4-5 月英の恋人殿
「――よし! さっそくこれを鄒央さんに伝えないと!」
内侍省の前で、そう月英が意気込んだ時だった。
「え、月英」
不意に名を呼ばれ振り返れった先には、万里がいた。
一週間も経っていないというのに随分と懐かしく思ってしまう。
「ば、万里!」
「月英、オマエなんでこんなところに!?」
「万里こそ、こんなところで何してるの!? 春廷が万里が香療房にもほとんど戻ってないって言ってたけど……」
万里は内侍官と一緒に百華園から出てくるところだった。
どこかの宮に香療術でも施しに行っているのか。いやしかし、翔信からは香療術も全部禁止されてると聞いている。
であれば、なぜ。
「万里、もしかして亞妃様の――」
そこまで言ったところで、間に素早く翔信が滑り込んできた。
「月英、ここはまずいって。宮廷内だし、どこから御史台に漏れるか分かんないから」
「そうだった……接見禁止だ」
ぼそぼそと翔信に小声で呟かれ、月英も思わず辺りを見回してしまう。
向こう側に万里が見えているだけに、至極もどかしい。
「さ、行くよ」
未練がましく口をもごもごさせる月英を、翔信がこれ以上は、と肩に手を掛けた。
月英も諦めてその場を去ろうと、万里に背を向ける。
「月英!」
しかし、万里の声が月英を振り返らせた。
そして、万里の行動は周囲に困惑を与えた。
「え……なになに? どういうこと?」
万里は頭上で大きな円を描いたり、身体の横で振ったりと謎な動きをしていた。
手振り身振りというやつなのだが、無言でやっているから見ている方からすれば何やってんだ状態。
「ちょ……万里……大丈夫か?」
思わず、傍観していただけの内侍官すらも口を挟んでいた。
しかし、翔信と内侍官が困惑の目を向ける中、月英だけは違った。
「ハッ!」
「いや、月英……『ハッ!』じゃなくて。
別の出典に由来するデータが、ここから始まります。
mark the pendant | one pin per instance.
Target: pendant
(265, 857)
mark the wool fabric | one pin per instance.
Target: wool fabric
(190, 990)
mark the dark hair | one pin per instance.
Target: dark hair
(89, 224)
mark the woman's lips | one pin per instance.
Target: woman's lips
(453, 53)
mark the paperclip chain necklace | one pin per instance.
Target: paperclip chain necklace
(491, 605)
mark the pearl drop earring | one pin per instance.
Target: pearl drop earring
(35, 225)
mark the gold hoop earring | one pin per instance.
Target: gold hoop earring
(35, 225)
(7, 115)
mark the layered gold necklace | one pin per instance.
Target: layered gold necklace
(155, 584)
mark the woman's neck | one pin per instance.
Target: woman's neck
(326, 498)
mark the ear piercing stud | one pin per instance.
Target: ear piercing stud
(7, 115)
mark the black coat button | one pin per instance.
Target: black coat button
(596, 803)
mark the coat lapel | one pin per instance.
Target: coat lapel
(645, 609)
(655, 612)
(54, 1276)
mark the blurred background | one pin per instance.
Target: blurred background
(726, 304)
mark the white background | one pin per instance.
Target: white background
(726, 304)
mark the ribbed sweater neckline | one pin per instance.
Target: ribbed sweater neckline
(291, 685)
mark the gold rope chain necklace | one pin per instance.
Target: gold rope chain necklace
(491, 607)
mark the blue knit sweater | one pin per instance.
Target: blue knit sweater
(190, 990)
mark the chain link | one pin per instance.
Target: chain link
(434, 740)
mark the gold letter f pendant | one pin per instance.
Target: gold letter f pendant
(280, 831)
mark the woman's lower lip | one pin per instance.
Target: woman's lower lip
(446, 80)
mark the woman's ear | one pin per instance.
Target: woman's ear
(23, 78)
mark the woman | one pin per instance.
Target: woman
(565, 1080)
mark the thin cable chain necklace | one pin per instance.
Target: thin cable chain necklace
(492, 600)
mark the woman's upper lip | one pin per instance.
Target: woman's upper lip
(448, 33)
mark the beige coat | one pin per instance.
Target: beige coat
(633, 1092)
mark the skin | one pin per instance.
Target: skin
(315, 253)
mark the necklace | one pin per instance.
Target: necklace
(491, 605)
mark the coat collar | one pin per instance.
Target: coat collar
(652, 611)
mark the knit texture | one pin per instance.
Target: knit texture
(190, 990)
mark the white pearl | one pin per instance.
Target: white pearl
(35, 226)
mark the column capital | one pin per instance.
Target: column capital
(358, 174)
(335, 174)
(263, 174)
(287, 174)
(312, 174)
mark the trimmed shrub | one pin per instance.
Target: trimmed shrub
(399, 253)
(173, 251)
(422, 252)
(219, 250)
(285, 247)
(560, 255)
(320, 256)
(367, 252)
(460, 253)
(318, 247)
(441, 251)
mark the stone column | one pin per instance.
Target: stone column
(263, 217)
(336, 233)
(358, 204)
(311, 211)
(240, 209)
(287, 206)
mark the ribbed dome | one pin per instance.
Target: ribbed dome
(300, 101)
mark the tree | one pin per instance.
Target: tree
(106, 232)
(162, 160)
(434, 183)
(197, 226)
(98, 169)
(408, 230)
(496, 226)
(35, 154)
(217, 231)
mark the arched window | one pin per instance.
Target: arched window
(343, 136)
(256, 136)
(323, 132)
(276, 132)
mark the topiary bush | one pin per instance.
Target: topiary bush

というかこれではっとする? どこで?」
月英も万里と同じように無言で肘を叩いたり、首を揺らしたりして応答する。
そして最後に満足げな表情で頷くと、万里も達成感あふれる表情で頷いた。
「いや嘘でしょ。何が通じ合ったの。これで何が分かるんだよ? もう二人の間には言葉は要らないってか? ばかやろう、どこの恋人だよ羨ましいんだよ」
理解を超越した二人に、翔信の情緒が崩壊していた。
内侍官はただ静かに目を閉ざしていた。
「さあ、翔信殿! ここは大丈夫みたいですから行きましょう!」
「お前、さっきまでガニ股でカニの真似してたの覚えてるからな。そんな格好付けてもガニ股で歩いてたの忘れないからな。どういった意思疎通をすればカニが出てくるんだよ」
「カニ? そんなことより、茶心堂へ急ぎますよ」
「もうやだ……ついてけない……」
泣き言を言う翔信の手を引っ張って、月英は茶心堂へと急いだ。
遠ざかっていく小さな背中を、万里は安堵した眼差しで見送っていた。
元同僚が隣で「お前ってそんな奴だったか」と若干引き気味の声を漏らしつつ、内侍省へと戻ったのを確認し、万里は思い切り背伸びした。
「さて、アイツの元気も確認できたし。俺もやることをやらないとな!」
不安が晴れ、久々の清々しさを胸に後華殿を出た瞬間だった。
「目と目で通じ合う、か……ほう?」
声に驚いて横を向けば、殿柱の陰に背の高い男が立っていた。
背に流れる髪は、いっぺんの混じりけもない黒色。身に纏う袍には金糸の刺繍が施され、佇んでいるだけで香り立つ色香。
「ぉ……ぁあぁ……っ」
男の顔がゆっくりとこちらを向く。
この国一の白皙の美貌が微笑んでいた。
「少し話をしようか……月英の恋人殿」
美丈夫――燕明の額に立った青筋を見て、聡い万里はこの後の自分の命運を察した。